> However, rather than use the native toolchains directly, such as Xcode for macOS, we delegated the creation of platform-compliant binaries to py2exe for Windows, py2app for macOS, and bbfreeze for Linux.
I wish the authors of more Python tools would deploy standalone applications. I do not like having to maintain various sets of Python installers/package managers (because every Python tool seems to use a different installer). Especially on cloud servers that often lack a whole set of dependencies that Python developers just seem to take for granted.
I’m not a Python developer. I don’t have the time or the inclination to repackage various tools and untangle dependencies.
Given the choice between trying to figure out how to get multiple Python tools to behave together, or using another tool, I’ll almost always choose an alternative.
You install all 3rd party dependencies into some directory. The command line entry point is then a simple BASH script which sets the PYTHONPATH to the appropriate installation location and then does the appropriate exec call.
You then have a functionally portable python installation.
This exchange is a good demonstration that the word "trivial" has lost its meaning in the same way "literal" has.
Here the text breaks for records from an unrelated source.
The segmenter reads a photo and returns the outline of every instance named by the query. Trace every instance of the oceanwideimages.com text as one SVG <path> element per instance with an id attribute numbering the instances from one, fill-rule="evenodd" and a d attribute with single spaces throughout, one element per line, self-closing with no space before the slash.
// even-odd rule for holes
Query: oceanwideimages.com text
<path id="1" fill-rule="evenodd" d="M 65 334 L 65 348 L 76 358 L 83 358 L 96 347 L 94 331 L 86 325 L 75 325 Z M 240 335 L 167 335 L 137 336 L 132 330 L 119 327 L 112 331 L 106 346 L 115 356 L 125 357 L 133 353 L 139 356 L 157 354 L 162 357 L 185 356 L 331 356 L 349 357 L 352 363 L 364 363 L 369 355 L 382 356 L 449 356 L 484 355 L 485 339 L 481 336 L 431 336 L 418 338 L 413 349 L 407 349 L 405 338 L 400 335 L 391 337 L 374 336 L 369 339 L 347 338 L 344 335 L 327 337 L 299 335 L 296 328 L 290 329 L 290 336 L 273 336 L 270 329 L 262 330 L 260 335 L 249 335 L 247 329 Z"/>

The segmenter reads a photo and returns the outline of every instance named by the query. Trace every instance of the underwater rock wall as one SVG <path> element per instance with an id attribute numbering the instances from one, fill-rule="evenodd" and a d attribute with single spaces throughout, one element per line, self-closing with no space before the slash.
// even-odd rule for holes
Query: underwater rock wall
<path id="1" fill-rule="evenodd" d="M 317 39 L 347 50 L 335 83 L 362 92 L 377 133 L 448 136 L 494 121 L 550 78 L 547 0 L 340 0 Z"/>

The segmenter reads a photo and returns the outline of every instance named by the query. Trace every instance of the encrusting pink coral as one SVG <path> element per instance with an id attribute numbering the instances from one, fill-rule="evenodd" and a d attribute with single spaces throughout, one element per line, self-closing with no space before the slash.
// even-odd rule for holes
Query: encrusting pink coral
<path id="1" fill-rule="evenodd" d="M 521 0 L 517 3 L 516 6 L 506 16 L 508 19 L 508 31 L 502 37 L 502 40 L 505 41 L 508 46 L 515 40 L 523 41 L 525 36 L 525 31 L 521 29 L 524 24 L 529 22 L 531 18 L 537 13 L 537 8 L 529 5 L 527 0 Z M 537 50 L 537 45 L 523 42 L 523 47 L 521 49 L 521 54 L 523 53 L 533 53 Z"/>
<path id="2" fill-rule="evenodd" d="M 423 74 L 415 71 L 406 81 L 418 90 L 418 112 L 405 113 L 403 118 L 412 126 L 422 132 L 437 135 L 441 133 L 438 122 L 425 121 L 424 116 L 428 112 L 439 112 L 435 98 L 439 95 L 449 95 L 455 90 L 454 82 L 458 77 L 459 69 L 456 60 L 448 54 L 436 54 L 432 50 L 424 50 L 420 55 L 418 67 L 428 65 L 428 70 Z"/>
Much like I usually hear someone use term "literally" for figurative emphasis, these days I mostly hear the word "trivial" used to describe something which is clearly nontrivial.
Math textbooks have been doing this for decades, but it's leaked into common parlance with online discussion.
I believe in the mathematical community the potentially offensive term for outsiders is non-trivial, used in a technically correct manner, but oftentimes applied as synonymous of epically hard, which unexpectedly throws people off, especially the author of that non-trivial work!
I think the best translation of "trivial" when used amongst mathematicians is that it is something you should be able to figure out with your current knowledge without too much difficulty (though it might require an hour of thought). Said in another way, you don't need to learn/develop new tools or techniques for something that is trivial.
Of course this is not when most people think when they hear the word so really it's a term of art that should probably be avoided when talking to non-mathematicians.
> I think the best translation of "trivial" when used amongst mathematicians is that it is something you should be able to figure out with your current knowledge without too much difficulty
As i read through my old uni maths notes there are often wild leaps from a to e along with a little scrawl saying "trivially" or "obviously". They may have been true once, but god dammit 21 year old me was a knobber
It takes approximately a year to learn to walk after you are born. But almost everybody figures it out. And once they know, they practically never forget. So I don't know, is it not trivial?
I have never had to support all of the mobile environments of DropBox nor the scale, so I cannot claim that my 99% solution would ever meet their 99.999% requirements. But I have been able to package Python apps for Mac OSX, WinVista, Win7, Ubuntu, and CentOS at the same time using that strategy.
Being charitable, I think the parent means that the python developer sticks all the dependencies in a directory and creates a bash script to set PYTHONPATH and launch. The user receives a directory rather than an executable, but only has to use the bash script, rather than worry about any of the Python in the directory.
There are a lot of minor differences, but the biggest difference is that you're able to be completely independent of the system python install. You bundle a complete python interpreter, all libraries needed, etc.
The user doesn't need to have python installed at all, and if they have 2.x instead of 3.x or 3.3 when you're expecting features that are only present in >= 3.5, it's no issue.
This may sound trivial, but it's a _huge_ deal, particularly when you need to deploy something that runs on multiple different OSes and versions of OSes.
Other than that, the "directory full of libs, binaries, and code" approach is a lot easier to package into something that will work well with the native package manager (e.g. an .msi for windows, etc).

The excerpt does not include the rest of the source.